A shive is a wooden or plastic fitting used in ale casks. It is found on the curved side of the cask, arranged so that when the cask is on its side and the keystone is at the lowest part of the rim, the shive will be the highest point of the cask.

The hole in that part of the cask is used for two purposes. Firstly, it is used for cleaning out and then refilling the cask, which requires a large hole. Once the cask arrives at its destination, the hole is used to control the amount of carbon dioxide present in the container, which requires a small hole. The shive is effectively an adaptor that reconciles these conflicting requirements. It is a wooden disk, larger than a keystone, that fits in the hole in the cask and has a smaller hole in its centre.

For washing and filling, the old shive is removed using a chisel or a special tool, revealing a hole around 3 inches (7.5 cm) across. Once the cask has been filled and fined, a new shive is hammered into place. The hole in the centre of the shive will be sealed with a small wooden or plastic peg. The cask is then transported to the pub.

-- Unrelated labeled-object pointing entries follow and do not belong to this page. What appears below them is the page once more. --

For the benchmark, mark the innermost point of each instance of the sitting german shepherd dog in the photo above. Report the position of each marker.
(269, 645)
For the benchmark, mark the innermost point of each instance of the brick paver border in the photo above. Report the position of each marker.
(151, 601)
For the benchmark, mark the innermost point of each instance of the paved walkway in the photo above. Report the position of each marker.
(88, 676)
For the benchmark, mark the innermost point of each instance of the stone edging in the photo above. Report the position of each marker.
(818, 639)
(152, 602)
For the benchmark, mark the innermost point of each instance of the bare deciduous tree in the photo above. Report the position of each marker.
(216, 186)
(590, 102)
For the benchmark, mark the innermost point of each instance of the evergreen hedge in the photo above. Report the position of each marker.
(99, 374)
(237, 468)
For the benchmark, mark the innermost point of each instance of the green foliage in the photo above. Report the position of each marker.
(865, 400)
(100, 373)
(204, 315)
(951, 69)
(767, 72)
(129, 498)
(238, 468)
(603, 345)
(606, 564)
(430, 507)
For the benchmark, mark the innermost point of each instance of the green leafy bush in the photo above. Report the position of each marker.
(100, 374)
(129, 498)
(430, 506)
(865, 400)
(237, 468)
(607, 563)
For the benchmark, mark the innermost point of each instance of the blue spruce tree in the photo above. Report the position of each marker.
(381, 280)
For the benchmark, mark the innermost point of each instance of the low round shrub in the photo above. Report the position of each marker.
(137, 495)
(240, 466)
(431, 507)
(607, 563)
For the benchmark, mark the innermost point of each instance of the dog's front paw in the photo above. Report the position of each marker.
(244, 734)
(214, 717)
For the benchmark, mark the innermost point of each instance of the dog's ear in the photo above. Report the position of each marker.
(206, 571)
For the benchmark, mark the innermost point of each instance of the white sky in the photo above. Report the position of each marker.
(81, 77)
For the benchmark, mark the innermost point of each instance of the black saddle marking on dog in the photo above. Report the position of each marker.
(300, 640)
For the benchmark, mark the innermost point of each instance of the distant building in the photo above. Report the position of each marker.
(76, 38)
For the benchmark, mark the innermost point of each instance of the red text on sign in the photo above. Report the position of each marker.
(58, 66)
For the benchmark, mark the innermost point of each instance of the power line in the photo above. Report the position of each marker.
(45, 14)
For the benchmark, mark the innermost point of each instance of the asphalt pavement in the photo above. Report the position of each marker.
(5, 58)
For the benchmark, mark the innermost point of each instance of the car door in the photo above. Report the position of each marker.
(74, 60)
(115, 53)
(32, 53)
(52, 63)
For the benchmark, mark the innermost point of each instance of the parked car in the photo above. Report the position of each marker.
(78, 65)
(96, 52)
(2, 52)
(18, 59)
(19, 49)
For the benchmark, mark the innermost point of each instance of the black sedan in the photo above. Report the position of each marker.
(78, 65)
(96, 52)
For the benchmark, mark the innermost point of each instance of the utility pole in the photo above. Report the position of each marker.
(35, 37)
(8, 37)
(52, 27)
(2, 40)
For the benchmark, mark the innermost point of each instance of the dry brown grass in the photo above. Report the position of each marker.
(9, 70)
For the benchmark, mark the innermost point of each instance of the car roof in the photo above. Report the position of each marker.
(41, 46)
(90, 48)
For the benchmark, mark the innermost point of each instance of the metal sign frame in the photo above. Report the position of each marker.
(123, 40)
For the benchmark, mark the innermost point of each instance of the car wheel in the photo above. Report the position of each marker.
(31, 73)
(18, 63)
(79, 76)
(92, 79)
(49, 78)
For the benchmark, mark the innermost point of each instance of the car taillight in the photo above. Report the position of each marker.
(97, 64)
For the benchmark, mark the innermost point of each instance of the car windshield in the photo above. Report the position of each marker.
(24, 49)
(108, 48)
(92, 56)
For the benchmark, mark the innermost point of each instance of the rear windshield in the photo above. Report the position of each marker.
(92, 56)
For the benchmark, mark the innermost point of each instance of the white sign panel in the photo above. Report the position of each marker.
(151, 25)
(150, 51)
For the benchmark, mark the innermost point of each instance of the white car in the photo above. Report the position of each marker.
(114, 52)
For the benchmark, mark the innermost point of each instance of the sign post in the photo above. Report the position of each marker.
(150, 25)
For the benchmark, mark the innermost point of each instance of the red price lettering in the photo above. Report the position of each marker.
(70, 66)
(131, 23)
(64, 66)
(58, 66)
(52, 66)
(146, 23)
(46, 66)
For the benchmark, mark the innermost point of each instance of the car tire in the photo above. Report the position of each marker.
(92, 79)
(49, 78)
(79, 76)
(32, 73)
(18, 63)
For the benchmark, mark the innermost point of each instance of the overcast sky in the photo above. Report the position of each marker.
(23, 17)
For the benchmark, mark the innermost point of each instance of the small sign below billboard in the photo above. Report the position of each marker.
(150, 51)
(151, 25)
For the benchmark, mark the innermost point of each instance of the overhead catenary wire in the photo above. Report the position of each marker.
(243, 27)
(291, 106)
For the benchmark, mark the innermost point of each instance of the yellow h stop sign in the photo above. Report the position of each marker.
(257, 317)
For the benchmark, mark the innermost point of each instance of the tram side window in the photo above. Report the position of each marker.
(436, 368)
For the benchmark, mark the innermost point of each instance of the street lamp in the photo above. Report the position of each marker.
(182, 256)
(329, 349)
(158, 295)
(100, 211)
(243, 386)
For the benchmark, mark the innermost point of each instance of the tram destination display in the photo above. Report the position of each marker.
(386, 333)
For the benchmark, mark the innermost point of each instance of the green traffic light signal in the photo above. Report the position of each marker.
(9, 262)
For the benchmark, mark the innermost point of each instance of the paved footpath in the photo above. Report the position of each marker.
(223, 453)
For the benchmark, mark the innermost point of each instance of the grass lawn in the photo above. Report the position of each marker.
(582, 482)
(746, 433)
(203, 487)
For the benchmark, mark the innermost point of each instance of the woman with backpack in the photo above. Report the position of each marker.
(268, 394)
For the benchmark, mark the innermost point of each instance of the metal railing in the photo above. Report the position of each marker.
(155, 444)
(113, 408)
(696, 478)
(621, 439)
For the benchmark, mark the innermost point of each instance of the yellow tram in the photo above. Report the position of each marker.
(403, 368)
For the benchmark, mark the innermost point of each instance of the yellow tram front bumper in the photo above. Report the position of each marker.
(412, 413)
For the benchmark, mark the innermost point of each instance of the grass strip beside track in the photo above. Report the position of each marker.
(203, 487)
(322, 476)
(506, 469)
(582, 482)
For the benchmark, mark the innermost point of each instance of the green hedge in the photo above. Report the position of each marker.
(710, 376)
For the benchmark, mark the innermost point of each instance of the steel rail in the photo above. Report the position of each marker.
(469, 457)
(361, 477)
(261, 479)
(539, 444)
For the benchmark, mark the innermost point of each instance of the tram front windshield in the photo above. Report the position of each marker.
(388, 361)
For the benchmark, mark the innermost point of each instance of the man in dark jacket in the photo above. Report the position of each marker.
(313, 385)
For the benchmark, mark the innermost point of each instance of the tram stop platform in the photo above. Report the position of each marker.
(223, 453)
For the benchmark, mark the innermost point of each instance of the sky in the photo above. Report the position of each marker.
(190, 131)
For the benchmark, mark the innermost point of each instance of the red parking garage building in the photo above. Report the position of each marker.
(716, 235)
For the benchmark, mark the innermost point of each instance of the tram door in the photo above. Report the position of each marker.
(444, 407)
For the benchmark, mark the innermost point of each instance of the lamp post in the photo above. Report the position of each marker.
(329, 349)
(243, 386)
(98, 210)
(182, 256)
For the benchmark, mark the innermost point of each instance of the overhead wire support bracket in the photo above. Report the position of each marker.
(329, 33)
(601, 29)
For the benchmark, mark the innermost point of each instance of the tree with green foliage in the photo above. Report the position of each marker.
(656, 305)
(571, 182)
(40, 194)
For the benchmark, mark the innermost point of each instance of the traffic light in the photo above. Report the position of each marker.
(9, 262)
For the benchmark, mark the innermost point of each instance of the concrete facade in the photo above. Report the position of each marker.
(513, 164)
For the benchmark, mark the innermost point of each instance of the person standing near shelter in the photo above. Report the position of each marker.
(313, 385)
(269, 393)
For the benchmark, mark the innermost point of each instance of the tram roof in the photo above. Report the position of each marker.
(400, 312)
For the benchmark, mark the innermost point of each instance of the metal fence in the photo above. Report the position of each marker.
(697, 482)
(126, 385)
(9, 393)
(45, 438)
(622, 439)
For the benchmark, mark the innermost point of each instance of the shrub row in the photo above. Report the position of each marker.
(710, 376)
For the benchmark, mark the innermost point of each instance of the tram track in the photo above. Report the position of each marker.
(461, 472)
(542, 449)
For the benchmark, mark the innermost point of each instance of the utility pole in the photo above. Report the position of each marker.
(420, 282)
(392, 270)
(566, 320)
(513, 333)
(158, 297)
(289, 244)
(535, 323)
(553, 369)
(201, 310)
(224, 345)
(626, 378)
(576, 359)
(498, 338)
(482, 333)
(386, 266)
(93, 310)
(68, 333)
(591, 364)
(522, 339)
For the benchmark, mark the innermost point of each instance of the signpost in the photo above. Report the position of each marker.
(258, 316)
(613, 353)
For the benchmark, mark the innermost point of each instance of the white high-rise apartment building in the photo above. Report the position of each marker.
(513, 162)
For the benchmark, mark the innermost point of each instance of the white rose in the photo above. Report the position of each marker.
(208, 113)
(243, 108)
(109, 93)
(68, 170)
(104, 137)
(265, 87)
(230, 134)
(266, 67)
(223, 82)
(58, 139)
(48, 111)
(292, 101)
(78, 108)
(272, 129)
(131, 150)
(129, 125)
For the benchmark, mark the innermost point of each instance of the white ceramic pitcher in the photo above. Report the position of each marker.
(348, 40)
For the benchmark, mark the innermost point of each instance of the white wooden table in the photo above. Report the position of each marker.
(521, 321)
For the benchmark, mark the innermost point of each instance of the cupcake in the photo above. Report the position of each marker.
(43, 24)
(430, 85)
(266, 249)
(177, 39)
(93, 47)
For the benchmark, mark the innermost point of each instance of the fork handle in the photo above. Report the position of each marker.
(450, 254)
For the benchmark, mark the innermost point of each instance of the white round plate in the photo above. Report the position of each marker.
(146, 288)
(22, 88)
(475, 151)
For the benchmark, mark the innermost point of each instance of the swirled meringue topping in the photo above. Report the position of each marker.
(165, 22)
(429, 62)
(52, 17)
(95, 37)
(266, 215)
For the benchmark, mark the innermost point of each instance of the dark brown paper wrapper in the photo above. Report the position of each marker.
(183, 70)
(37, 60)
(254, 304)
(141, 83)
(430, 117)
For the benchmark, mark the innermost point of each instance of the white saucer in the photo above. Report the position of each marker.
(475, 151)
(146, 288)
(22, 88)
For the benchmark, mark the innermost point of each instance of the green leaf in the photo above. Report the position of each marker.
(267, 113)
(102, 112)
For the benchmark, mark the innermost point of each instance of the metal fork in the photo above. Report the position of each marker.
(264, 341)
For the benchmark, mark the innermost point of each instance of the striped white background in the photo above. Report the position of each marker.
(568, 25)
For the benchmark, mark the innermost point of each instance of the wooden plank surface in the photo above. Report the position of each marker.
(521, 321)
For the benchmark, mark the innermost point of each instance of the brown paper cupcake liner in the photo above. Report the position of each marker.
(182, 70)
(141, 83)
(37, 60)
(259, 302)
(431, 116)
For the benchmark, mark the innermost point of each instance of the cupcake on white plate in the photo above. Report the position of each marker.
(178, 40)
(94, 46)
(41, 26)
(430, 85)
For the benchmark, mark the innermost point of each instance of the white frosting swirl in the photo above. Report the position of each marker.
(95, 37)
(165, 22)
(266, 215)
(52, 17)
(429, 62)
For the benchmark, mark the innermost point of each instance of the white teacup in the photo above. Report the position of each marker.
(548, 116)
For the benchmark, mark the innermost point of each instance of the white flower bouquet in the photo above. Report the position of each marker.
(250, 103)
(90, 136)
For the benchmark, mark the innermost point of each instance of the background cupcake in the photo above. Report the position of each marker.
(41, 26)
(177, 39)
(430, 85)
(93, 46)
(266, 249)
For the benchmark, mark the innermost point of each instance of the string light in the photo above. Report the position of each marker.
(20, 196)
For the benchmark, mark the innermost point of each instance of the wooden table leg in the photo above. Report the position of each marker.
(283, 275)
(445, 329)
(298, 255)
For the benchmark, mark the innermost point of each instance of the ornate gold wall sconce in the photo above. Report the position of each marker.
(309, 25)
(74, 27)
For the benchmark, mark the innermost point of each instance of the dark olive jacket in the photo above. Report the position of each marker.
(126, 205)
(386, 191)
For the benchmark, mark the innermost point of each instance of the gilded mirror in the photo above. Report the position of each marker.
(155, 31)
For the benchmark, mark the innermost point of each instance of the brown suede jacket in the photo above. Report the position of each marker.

Some time before the beer is to be served (two or three days is common; especially strong beers may require more) the cask is opened or "vented". This entails breaking the seal in the middle of the shive by punching it through into the cask with a mallet and some kind of tool, usually just a hard spile.
A spile is then placed in the hole to regulate the gas flow. If the beer is particularly "lively" (common in warm weather and with specific beers) the contents may spray out when the cask is vented.

During use, the hole in the centre of the shive can also be used (with the spile removed) to insert a marked dipstick in order to measure the quantity of beer remaining.

As with keystones, it is considered good form to close up the hole in the shive when returning empty casks, both to prevent spillage and to reduce bacterial and fungal contamination.